Trans folks of color have faced disproportional economic oppression and extreme forms of violence. The challenge of queer and gender liberation requires building organizing space for trans and queer folks in the Left. As organizers, my questions for you all are:
1. Many trans folks have formed identity-based organizations to fight for trans rights predomoniantly on the level of non-profits–why is there a lack of trans presence in the Left? How have we taken trans liberation in our anti-patriarchal politics or how have we failed to do so? How can we constructively to change this?
2. Based on Emi Koyama’s article Transfeminist Manifesto, some feminists have criticized Male-to-Female and Female-to-Male trans folks of benefiting from male privileges. How is the privilege politics–basing people’s legitimacy to struggle on the assumed privileges they have in a racist, heterosexist, patriarchal, and gender-binary society–limited and reactionary to the movement?

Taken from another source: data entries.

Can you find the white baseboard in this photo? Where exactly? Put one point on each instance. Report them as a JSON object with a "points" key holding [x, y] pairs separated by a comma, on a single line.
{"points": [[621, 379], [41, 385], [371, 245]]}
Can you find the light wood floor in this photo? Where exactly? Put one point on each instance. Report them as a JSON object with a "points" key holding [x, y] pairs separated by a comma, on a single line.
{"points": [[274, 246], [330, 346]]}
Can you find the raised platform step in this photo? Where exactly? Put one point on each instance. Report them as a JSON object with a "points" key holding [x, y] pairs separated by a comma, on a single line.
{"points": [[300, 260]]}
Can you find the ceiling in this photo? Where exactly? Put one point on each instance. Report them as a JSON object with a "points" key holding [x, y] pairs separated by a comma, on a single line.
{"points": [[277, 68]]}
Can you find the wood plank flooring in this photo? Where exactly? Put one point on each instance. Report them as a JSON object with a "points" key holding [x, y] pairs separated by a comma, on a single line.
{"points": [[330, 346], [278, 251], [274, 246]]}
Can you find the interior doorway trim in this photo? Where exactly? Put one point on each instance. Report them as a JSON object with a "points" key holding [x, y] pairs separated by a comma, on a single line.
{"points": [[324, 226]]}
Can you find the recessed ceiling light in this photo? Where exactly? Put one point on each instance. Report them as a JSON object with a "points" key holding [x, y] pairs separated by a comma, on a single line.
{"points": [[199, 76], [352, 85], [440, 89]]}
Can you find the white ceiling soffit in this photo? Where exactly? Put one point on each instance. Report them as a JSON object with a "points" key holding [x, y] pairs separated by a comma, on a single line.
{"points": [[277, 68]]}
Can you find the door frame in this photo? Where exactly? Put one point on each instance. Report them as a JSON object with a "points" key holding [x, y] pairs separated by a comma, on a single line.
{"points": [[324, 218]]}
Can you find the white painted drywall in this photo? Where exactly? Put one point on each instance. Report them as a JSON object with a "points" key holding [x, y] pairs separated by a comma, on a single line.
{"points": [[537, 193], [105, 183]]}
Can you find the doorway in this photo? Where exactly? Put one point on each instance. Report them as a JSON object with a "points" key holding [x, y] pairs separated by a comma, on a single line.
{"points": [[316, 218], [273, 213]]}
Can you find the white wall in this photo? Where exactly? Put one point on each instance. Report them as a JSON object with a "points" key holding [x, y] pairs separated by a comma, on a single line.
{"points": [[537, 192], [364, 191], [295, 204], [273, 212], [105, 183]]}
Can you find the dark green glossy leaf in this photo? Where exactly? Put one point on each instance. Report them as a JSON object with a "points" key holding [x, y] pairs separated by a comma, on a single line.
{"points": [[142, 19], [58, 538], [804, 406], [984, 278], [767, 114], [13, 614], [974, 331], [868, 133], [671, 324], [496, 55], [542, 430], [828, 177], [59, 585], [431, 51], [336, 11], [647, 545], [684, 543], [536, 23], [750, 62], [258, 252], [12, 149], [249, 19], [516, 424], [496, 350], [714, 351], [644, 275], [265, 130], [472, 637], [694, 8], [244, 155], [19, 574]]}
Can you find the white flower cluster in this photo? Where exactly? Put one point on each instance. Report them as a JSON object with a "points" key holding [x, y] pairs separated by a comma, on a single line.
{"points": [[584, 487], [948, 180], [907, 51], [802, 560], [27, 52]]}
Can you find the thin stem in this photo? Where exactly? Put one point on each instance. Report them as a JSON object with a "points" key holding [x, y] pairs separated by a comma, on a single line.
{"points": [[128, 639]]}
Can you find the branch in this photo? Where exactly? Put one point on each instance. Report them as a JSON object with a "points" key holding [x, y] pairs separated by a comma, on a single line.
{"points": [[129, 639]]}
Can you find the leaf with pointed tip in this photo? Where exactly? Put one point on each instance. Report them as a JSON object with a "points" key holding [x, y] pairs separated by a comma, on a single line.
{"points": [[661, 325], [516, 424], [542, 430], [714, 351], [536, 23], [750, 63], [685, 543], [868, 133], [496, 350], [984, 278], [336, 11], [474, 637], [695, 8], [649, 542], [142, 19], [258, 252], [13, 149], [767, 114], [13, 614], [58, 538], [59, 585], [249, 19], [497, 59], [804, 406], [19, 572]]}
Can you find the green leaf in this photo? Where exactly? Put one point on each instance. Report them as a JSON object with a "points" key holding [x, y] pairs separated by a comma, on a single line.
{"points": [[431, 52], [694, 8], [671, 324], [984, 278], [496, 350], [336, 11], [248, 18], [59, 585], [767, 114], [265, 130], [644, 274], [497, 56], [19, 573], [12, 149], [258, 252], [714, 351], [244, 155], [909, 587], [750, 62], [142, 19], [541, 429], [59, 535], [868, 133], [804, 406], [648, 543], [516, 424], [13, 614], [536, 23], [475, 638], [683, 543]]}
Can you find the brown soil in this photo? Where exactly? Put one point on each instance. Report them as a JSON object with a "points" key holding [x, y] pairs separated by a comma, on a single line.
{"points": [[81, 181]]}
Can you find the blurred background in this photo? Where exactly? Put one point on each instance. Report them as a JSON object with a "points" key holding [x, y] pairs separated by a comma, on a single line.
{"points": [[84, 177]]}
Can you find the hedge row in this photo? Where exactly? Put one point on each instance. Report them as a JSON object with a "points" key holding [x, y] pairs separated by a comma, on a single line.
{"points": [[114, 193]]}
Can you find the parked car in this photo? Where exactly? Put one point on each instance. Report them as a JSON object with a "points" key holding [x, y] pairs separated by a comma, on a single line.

3. Hormones and gender reassignment surgeries are expensive procedures. Recognizing that transition is also often not what many transfolk desire, for those who do, access to these processes then becomes a class issue. Our vision of transliberation then also needs to include the class distinctions within the trans community. How are ways we can conceptualize healthcare and other class-related issues that we are already fighting for that also include demands related specifically to transliberation?
4. Cg’s article Thoughts on Politics of the Disbility Rights Movement talks about the limits of addressing disability rights movement with the medical model and the social model. Similar to folks with disabilities, trans folks are often pathologized by the medical system and have to get the Gender Identity Disorder diagnosis to obtain hormones and surgeries. How can we apply the framework of disability rights movement to transliberation? How can we simultanously fight against the oppressive medical system, but also recognizing that many trans folks’ lives are entangled with medical treatments in a gender-binary society?